State agency overview
- Jurisdiction: Connecticut
- Headquarters: 450 Columbus Boulevard Hartford, CT 06103
- State agency executive: Michelle Gilman, Commissioner;
- Website: portal.ct.gov/DAS

= Connecticut Department of Administrative Services =

The Connecticut Department of Administrative Services (DAS) is a department of the American state of Connecticut. It oversees many of the state's core functions and acts as a service provider and administrator for other state departments and agencies.

== Overview ==
The DAS serves as the state's “nerve center” and oversees most state contracting and asset management.

== History ==
In July 2013 the Connecticut Department of Public Works became part of the DAS.

In 2019 Governor Ned Lamont appointed Josh Geballe as commissioner. Geballe is a ten-year IBM veteran who most recently served as CEO of New Haven based Core Informatics. He replaced retiring Commissioner Melody Currey.

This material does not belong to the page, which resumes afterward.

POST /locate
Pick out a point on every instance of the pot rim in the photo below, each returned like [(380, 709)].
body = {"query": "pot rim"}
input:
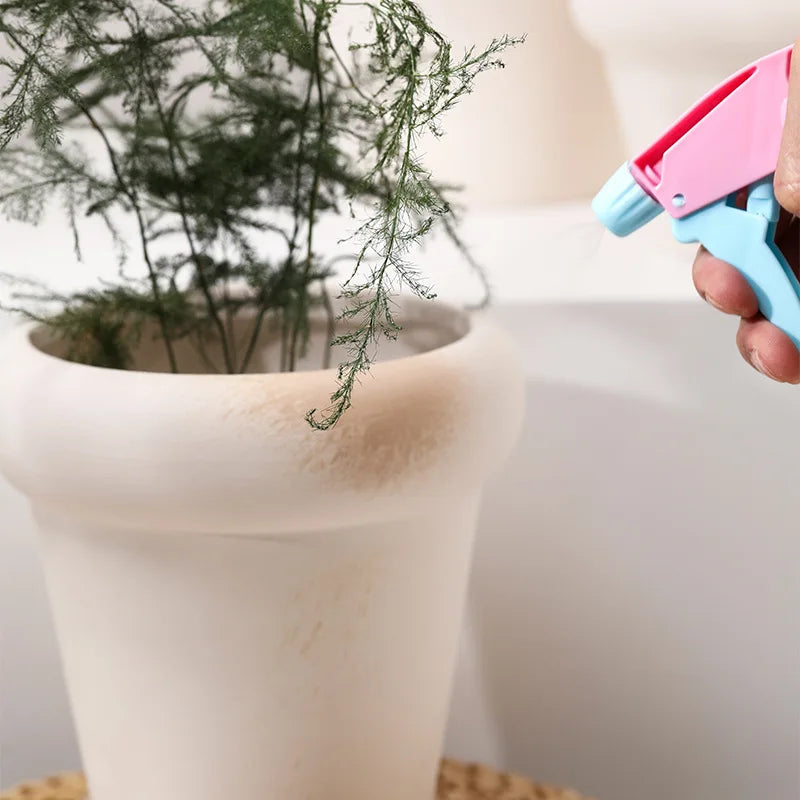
[(463, 322)]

On February 1, 2022, Governor Lamont announced that Josh Geballe has accepted a new job opportunity in the private sector and plans to leave service with the state effective February 14, 2022. The governor appointed Michelle Gilman of Colchester to succeed Geballe in the position of DAS commissioner. Gilman served as deputy chief operating officer in a position that she’s held since March 2020. Aiming to enhance efficiency, Gilman has prioritized centralizing the state’s IT infrastructure, ensuring accessibility of resources and knowledge for state agencies. She has spearheaded the development of a statewide digital equity plan to guarantee that all residents have the necessary education and hardware to participate in the digital economy. Additionally, Gilman has overseen ambitious climate sustainability measures across the department and collaborated with federal, state, and non-profit partners to expand agency capacity in support of small and minority businesses engaging with the state.